By Wei Hua Chen, MD
Parents can take comfort from knowing their children’s health is enhanced by interaction with beloved animal companions.
Animal-lovers can rejoice thanks to recent Finnish research which finds that children who interact with animal companions in the home are healthier and have stronger immune systems than children without exposure to animal companions.
It is with much gratitude that we share an article on this topic by Dr. Wei hua Chen, MD. Dr. Chen is a famous medical physician in his native Formosa (Taiwan) where he specializes in Obstetrics and Gynecology. A former director of the Taiwan Military General Hospital at Keelung Branch, he is also an expert in naturopathy. He is currently director of the Taipei Loving Clinic.
The following is a reprint from The Liberty Times in Taiwan.
Finnish Study Shows Animal Companions Actually Help Strengthen Children’s Immunity
Written by Wei Hua Chen, MD
Originally published in The Liberty Times, March 7, 2013
Having animal companions at home can enhance children’s health. National Institute for Health and Welfare of Finland published in Pediatrics magazine “Respiratory Tract Illnesses During the First Year of Life: Effect of Dog and Cat Contacts”, a prospective study about how animal companions impact children’s health. The study tracked 397 Finnish children starting from their mother’s pregnancy until they turned one-year-old. The researchers found out that those children who had contact with dogs and cats at home were healthier and less likely to suffer from coughing, otitis media (inflammation of the middle ear), rhinitis (inflammation of the nose or its mucous membrane), or other illnesses that requires short treatment with antibiotics.
The study highlighted that the contact with a dog or cat on a daily basis can significantly reduce the incidence of babies’ suffering from respiratory tract infection. Although cats offer less health protection for babies than dogs, they do have protective effects for the babies’ respiratory tracts (from infection).
The study found that children with a dog at home are healthier than those without a dog or cat in the home. In other words, the number of weeks out of a year in which the children with a dog at home were free from fever or other illness was 31% more. In addition, compared to children without a dog at home, there were 44% fewer ear infections, 20% fewer fevers, and 29% fewer incidence where antibiotics was involved among children who had contact with dogs at home.

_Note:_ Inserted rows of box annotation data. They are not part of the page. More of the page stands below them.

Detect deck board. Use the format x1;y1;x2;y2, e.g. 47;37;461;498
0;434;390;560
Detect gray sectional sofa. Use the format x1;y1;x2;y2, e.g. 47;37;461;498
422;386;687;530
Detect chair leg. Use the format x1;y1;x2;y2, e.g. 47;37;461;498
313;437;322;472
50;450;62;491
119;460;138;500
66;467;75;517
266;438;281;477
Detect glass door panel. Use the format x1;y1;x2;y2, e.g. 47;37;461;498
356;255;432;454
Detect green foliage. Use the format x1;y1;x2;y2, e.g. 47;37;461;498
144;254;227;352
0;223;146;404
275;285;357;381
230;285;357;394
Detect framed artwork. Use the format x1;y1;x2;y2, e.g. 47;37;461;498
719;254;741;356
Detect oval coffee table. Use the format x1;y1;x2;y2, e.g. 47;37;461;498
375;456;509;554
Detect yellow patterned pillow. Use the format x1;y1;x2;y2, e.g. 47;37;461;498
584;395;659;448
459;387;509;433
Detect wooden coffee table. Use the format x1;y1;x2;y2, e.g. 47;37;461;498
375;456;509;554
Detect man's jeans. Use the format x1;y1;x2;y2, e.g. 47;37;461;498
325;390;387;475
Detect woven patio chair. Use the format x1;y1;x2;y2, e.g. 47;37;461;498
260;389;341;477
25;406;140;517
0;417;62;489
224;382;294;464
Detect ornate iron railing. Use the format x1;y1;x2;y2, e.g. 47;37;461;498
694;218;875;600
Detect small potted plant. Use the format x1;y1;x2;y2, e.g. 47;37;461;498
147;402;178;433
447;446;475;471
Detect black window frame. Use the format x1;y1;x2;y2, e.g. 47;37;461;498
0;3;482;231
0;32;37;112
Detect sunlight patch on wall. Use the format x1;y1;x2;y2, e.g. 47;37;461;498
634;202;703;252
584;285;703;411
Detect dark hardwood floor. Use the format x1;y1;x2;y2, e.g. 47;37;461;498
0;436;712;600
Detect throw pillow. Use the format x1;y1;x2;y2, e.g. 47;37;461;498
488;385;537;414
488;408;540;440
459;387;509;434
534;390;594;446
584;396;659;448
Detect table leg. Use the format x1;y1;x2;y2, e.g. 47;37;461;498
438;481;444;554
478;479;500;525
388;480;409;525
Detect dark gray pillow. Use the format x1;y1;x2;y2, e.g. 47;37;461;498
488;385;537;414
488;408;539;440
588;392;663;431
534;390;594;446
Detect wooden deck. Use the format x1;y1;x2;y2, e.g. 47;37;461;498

Interestingly, it didn’t help enhance the baby’s health if the dogs were not allowed to enter the house even if they were kept around.
To have the best result on children’s health by keeping a dog is to let the dog stay inside the house for about six hours a day. Doing so increased the number of illness-free weeks by 46%, decreased 37% fever, 40% rhinitis, and 62% ear infection, and reduced the number of days in need of antibiotics by 46%. To keep dogs inside for more than sixteen hours a day would increase the number of illness-free weeks by 41%, but would not help reduce the incidence of fever or otitis media or decrease the number of days in need of antibiotics.
To keep cats inside for some time a day would increase the number of illness-free weeks by 64% although it would not significantly reduce the incidence of fever.
In addition, other studies have found that keeping cats and dogs can also reduce the risk of gastroenteritis. These findings support the theory of “it’s important to be exposed to animals in the first year of life.” Contact with dogs or cats in infancy would result in less disease for babies, which may then allow them to develop a stronger immunity to respiratory and other infections, including colds and otitis media.
Pay attention to hygiene with animal companions
It is recommended that the families who want to keep animal companions not to purchase them, but to adopt them. In this way, you do not encourage those who sell animal companions for profit, leading to inhumanely over-populating dogs or cats. Besides, you can help reduce the number of abandoned stray dogs and cats being unnecessarily put down.
Most importantly, when raising animal companions, make sure to pay attention to the hygiene of animal companions and family members to prevent the occurrence of infectious diseases.
We express our deep appreciation to the Finnish scientists for helping us realize that allowing our children to interact with our beloved animal companions can improve their health. We also extend our sincere thanks to Dr. Chen for graciously allowing us to republish his article, and to Supreme Master Ching Hai for the many ways in which She enhances our understanding of the entire animal kingdom.